Figure 2. WEE1/CDC2 and IKK/NF-κB signaling components are co-expressed in HNSCC and WEE1 inhibition attenuates TNFα-induced IKK/RELA activation.

Figure 2.

(A) Whole cell lysates of a panel of UMSCC cells and human oral keratinocytes (HOK) were collected for western blot analysis for the expression of WEE1, total and phosphorylated CDC2, total and phosphorylated IKKα/β, IKKγ, total and phosphorylated RELA and TP53. β-actin was used as the loading control. (B) Whole cell lysates of human oral keratinocytes (HOK), HPV− UMSCC1 and UMSCC22A and HPV+ UMSCC47 and UPCI:SCC090 were collected for western blot analysis for the expression of WEE1, total and phosphorylated CDC2, total and phosphorylated IKKα/β, total and phosphorylated RELA, and TP53. β-actin was used as the loading control. (C) HOK, UMSCC1, UMSCC22A, UMSCC47 and UPCI:SCC090 cells were treated with AZD1775 for six hours. 30 minutes before harvest, 10 ng/ml TNFα was added. Whole cell lysates were analyzed by western blot for the expression of WEE1, total and phosphorylated CDC2, total and phosphorylated IKKα/β, total and phosphorylated RELA. β-actin was used as the loading control. (D) UMSCC1 and UPCI:SCC090 cells were treated with scramble or two specific WEE1 siRNAs for 48 hours. 30 minutes before harvest, 10 ng/ml TNFα was added. Whole cell lysates were analyzed by western blot for the expression of WEE1, total and phosphorylated CDC2, total and phosphorylated IKKα/β, total and phosphorylated RELA. β-actin was used as the loading control. *P<0.05, **P<0.01 and ***P<0.001 (Wilcoxon rank sum test).

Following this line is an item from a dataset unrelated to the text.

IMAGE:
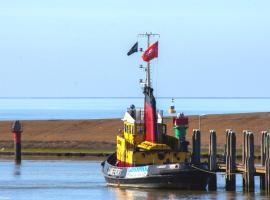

To confirm these data were not due to potential off target effects of AZD1775, we knocked down the expression of WEE1 with two distinct WEE1-specific siRNAs in both HPV− UMSCC1 and HPV+ UPCI:SCC090 cells. Both siRNAs reduced WEE1 expression by at least 50% in each cell line (Figure 2D). In line with the inhibitor data, WEE1 knockdown drastically reduced both basal and TNF-induced CDC2, as well as IKK phosphorylation, while partially inhibiting RELA phosphorylation (Figure 2D). Taken together, these data demonstrate that TNFα can activate the WEE1/CDC2 signaling pathway in addition to the classical IKK/NF-κB pathway, and that inhibition of WEE1 reciprocally reduces TNFα–induced IKK-NF-κB RELA subunit phosphorylation, in cell lines of either HPV status.

WEE1/CDC2 physically interact with the IKK/RELA complex in a WEE1 kinase dependent manner.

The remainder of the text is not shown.